The young woman] this bit also irks me for the same reason as at the top of this review. The repetition of the [young woman] kind of causes the flow of the story to crash and burn, and it once again makes the reader double take, in this case to make sure they didn't just read the same sentence. I'd also recommend losing [The next day...] because if she has just gone to sleep then this makes it largely obvious that she is going to wake up the following morning, or at least at some point in the night, which you can tell them in the next paragraph. Using little shortcuts such as this can be seen as laziness, so I would advise against it personally. Once again it is YOUR story, but I think it might be in YOUR best interests.

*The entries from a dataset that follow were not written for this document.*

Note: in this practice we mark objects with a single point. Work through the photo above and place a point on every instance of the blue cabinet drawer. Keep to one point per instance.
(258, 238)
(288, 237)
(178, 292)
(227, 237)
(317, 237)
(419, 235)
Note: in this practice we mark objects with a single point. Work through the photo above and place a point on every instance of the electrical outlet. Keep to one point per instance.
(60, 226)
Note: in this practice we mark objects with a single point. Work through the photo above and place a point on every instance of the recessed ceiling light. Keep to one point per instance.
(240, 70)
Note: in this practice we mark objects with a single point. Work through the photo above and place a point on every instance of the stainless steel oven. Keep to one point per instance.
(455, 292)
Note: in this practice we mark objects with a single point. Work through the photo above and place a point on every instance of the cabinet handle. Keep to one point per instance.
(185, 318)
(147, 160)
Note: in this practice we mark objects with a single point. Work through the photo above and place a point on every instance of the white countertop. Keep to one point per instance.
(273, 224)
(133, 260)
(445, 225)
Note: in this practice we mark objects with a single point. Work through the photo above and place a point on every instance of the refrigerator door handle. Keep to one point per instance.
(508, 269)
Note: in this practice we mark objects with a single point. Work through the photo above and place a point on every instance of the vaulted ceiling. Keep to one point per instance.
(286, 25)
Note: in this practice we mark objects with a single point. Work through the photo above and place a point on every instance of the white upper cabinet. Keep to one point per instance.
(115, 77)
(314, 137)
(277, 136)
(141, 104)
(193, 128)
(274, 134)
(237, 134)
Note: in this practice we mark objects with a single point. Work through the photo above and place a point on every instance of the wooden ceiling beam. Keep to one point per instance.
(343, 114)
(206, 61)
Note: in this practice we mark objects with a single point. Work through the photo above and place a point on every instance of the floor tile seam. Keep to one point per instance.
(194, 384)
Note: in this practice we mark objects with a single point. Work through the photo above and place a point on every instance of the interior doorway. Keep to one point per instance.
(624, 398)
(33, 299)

Other than that this is beginning to look like a very good story. Your description is excellent and is better than a lot of work on this site, I'd say its definitely your strongest point in writing. Good luck in future and the rest of the story, I look forward to reading more of it.
-Bangle
TheOneAndOnlyBangBang chapter 1 . 5/19/2013
I have to say, that after reading this single introductory chapter, you have me hooked. This is a tremendously hard feat for any writer, especially when it comes to me seeing as I have an issue with getting into stories sometimes, but you have pulled me in and for that I congratulate you.

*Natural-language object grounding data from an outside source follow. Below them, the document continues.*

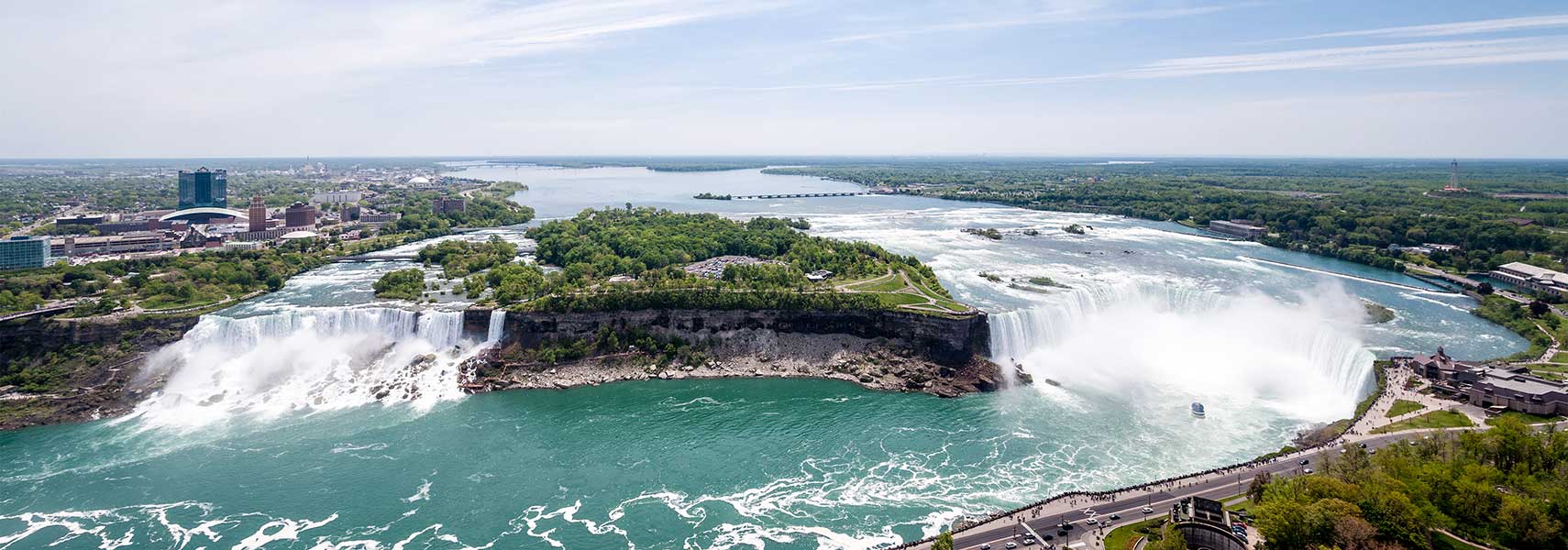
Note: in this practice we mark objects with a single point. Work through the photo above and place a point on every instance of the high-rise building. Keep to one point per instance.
(258, 214)
(24, 253)
(300, 215)
(443, 205)
(204, 188)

One thing I noticed immediately though is that you switched from past to present tense at one point. [The lights flickered in the gloom] was in the first paragraph, introducing the scene. Then you said [The bulb swung idly in a non-existent breeze] which is also in past tense. Then in the next two paragraphs you slipped into the present by saying [The light bulb flickers again for a few moments], which kind of pulls out of the story, and makes readers double take to make sure they're reading this right. I'd recommend you fix that as soon as you can. I can overlook it, but you could be turning people away from your story with one simple slip-up.

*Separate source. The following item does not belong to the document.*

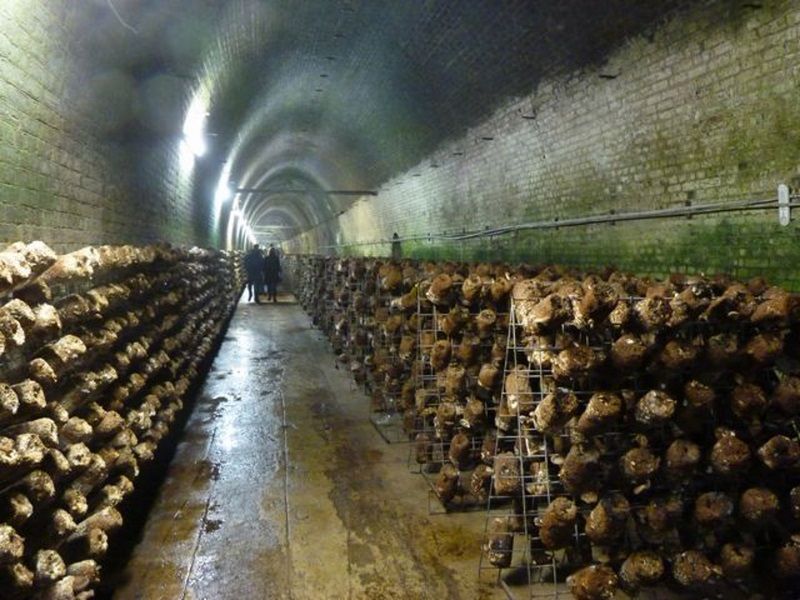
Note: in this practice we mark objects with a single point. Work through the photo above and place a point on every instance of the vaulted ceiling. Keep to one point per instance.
(308, 96)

On a plus side you are very descriptive and almost poetic in your writing, and it is represented in a clear structure. You utilise short sentences like [The Age of Survival] in an effective and interest grabbing way. Its almost like when you're watching a movie, and the intro narrator makes this little speech and then pauses, you're on the edge of your seat, and then they say those two or three (in this case four) words you've been waiting for, and the action begins. I especially like this quality in stories that I read and you do well in portraying this through the perspective of what I like to call an omniscient narrator, meaning the narrator knows all.

However, this introduction is more of a tell than a show, which many readers prefer. You could have worked this history into the story, and this can turn off some readers who see it as laziness. Personally, I see it as another way of storytelling, but everyone has different tastes. if you could perhaps have the characters knowing some of the history, but not all (unless this isn't the kind of post-apocalyptia where most if not all knowledge of the past is lost) then they should maybe stubble across the history in a library or something. However, as I have yet to read the rest of the story at present, I suppose I don't really know what you have done or plan to do.

All in all, this is a very attention grabbing introduction with clear description and some minor issues that fortunately do little to detract from the overall effect. I shall be reading the rest of your story and doing my best to review each chapter, but we all have our constraints. Good luck in the future and I hope you have fun writing the story!

Thanks for taking the time to read this review!
-Bangle
Satsuriku no Akuma chapter 2 . 12/21/2012
This was a well-written chapter, the description of the setting was very good, and the objective perspective was refreshing since it is rarely used. However, I don'y think 'they' or 'their' is appropriate when describing the characters objectively because they are singular, but other than that, it was a very good chapter.